Feb 20 2010
Photometrics, a designer and manufacturer of high-performance CCD and EMCCD cameras for life sciences, will offer two educational presentations at the 2010 Biophysical Annual Meeting. The presentations will cover technologies in the Evolve camera line that markedly improve data quality for fluorescence correlation spectroscopy (FCS) experiments and, for the first time, make fluorescence imaging data reproducible between laboratories and cameras.
Improvements to Fluorescence Correlation Spectroscopy
Researchers use FCS to track diffusion and other fast dynamic properties of molecules, which demand very low noise levels. Methods such as total internal reflectance fluorescence (TIRF) can be used to reduce image background noise and increase signal-to-noise ratio while maintaining good Z-resolution for FCS measurements. EMCCD cameras are often used in such experiments as they can provide higher signal-to-noise ratios than normal CCD cameras.
However, EMCCD cameras have an additional noise source often called “background events” , resulting from the multiplication of spurious events caused by clock induced charge and thermal generated charge. This noise produces what are referred to as “speckles” on the image, resulting in the image containing more noise.
A technology unique to Photometrics Evolve EMCCD cameras, “Background Event Reduction Technology” (BERT), helps improve FCS data clarity and consistency by reducing the “speckles” generated. Xiaotao Pan, Ph.D., will present data demonstrating how BERT can reduce noise, improve FCS data consistency, and make curve fitting more robust.
Reproducible, Quantitative Fluorescent Imaging Data
Deepak Sharma, Ph.D., senior product manager at Photometrics, will present the Evolve camera line’s advanced features, including those that enable researchers to measure and quantify data in photoelectrons, which allows data generated by any researcher, using any camera, at any time to be directly and quantitatively compared.
Currently, imaging data from EMCCD and CCD cameras is reported in non-standardized units with arbitrary meaning. Researchers cannot use these units (known by many names, including fluorescence units, gray scale values, and analog-to-digital units) to reliably compare or reproduce imaging data between labs—or even within their own.
The problem is that those units are merely electronic representations of incident photons. Photons that hit CCD and EMCCD sensors generate photoelectrons, the fundamental unit of measurement for these devices. These photoelectrons are processed and amplified by the camera in a variable manner, dependent on user-defined settings as well as sensor and camera characteristics. These characteristics differ even between the same make and model of camera. Certain characteristics, such as camera gain values, are in most cases not measured or revealed by camera manufacturers.
Photometrics’ technology is the first to report imaging data in a camera’s fundamental unit, photoelectrons, not the variable units used by other cameras. Dr. Sharma will explain how this technology and unit of measurement will allow researchers seamlessly reproduce and compare imaging data—a previously impossible task.
The advanced features of the Evolve camera line that Dr.
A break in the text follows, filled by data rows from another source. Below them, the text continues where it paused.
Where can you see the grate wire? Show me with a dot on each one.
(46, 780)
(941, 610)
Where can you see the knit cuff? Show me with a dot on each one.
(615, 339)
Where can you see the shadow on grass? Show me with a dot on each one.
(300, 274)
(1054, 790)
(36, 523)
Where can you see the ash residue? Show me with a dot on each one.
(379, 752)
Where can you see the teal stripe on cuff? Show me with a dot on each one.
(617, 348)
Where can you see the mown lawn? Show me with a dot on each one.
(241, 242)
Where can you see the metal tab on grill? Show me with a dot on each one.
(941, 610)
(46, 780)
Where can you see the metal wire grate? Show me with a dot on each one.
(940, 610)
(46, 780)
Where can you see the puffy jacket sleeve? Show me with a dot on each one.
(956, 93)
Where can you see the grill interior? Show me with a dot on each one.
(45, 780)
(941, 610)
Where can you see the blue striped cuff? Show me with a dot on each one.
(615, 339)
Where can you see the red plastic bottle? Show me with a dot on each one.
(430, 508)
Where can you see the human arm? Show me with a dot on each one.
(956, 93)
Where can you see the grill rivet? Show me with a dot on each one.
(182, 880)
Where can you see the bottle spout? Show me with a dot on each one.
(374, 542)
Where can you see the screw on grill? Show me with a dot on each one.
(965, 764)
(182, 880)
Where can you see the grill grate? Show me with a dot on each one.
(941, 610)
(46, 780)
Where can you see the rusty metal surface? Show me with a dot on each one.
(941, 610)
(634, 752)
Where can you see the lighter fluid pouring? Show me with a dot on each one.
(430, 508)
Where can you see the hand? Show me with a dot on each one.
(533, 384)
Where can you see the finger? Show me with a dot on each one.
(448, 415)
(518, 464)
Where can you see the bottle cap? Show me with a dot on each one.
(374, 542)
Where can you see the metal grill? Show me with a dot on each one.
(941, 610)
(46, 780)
Sharma’s presentation will include are:
- Quant-View™ which provides a repeatable methodology to gather and interpret data by reading out pixel values in photoelectrons.
- Rapid-Cal™ provides the most accurate, simplest and fastest EM calibration technique in the industry.
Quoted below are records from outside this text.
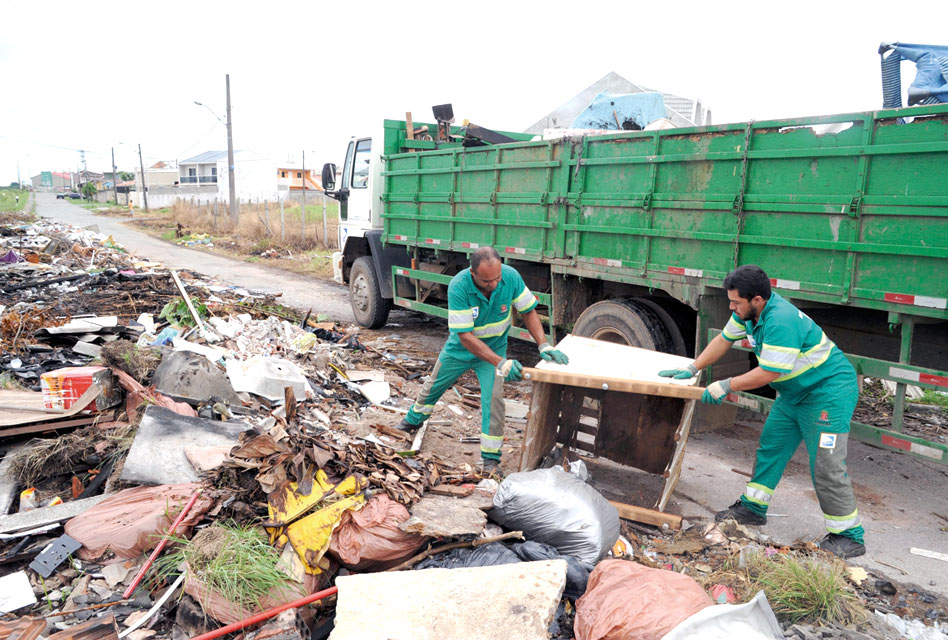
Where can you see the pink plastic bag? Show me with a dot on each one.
(369, 539)
(628, 601)
(134, 520)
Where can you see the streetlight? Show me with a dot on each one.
(234, 214)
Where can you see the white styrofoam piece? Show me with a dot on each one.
(267, 377)
(610, 360)
(375, 391)
(15, 592)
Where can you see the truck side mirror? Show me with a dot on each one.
(329, 176)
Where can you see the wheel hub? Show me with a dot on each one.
(360, 292)
(614, 335)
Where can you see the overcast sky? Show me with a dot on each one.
(308, 75)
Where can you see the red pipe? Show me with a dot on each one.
(319, 595)
(161, 544)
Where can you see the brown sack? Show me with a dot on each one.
(134, 520)
(370, 540)
(628, 601)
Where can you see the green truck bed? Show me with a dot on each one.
(858, 217)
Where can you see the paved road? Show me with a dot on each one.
(897, 495)
(298, 291)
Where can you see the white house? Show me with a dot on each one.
(204, 179)
(254, 175)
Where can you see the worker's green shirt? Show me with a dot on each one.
(469, 310)
(786, 341)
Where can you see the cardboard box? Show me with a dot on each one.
(62, 387)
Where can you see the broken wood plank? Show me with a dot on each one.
(392, 432)
(667, 390)
(48, 515)
(26, 628)
(103, 628)
(648, 516)
(419, 437)
(935, 555)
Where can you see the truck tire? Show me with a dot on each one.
(368, 306)
(626, 321)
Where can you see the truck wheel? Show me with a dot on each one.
(626, 321)
(368, 306)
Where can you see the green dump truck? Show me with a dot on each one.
(628, 236)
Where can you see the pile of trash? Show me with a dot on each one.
(218, 464)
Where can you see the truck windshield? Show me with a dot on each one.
(360, 164)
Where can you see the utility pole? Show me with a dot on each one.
(234, 211)
(142, 165)
(114, 178)
(303, 203)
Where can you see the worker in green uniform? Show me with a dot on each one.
(481, 301)
(816, 396)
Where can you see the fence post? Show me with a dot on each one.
(325, 225)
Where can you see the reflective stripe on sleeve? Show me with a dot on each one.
(838, 524)
(810, 359)
(459, 319)
(493, 329)
(734, 330)
(758, 494)
(778, 357)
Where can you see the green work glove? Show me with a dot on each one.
(715, 392)
(548, 353)
(679, 374)
(511, 370)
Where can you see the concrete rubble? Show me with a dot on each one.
(254, 421)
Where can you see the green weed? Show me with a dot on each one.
(805, 589)
(8, 382)
(232, 560)
(931, 396)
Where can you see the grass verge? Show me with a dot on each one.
(8, 199)
(800, 588)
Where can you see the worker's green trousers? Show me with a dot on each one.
(446, 373)
(822, 422)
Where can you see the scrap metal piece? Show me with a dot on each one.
(54, 554)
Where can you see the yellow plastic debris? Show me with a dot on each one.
(857, 575)
(310, 536)
(304, 342)
(289, 505)
(309, 533)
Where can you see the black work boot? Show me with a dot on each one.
(841, 546)
(491, 469)
(741, 514)
(405, 425)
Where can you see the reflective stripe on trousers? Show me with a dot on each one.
(445, 373)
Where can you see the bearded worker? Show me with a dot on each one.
(816, 396)
(481, 300)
- Background Event Reduction Technology™ (BERT) enables researchers to correct spurious event data.
- Top-Lock™ and Black-Lock™ are complementary intensity filtering tools, which allow researchers to narrow visualization to the intensity range of the image features under study.
The Evolve camera line’s advanced set of features are ideal for life science applications, including super-resolution fluorescence microscopy (e.g., Photo-Activated Localization Microscopy (PALM) and Stochastic Optical Reconstruction Microscopy (STORM)), and low light applications (e.g., spinning disk confocal microscopy, Total Internal Reflection Fluorescence (TIRF) microscopy, cell trafficking studies, Single Molecule Fluorescence (SMF), and live-cell fluorescent protein imaging).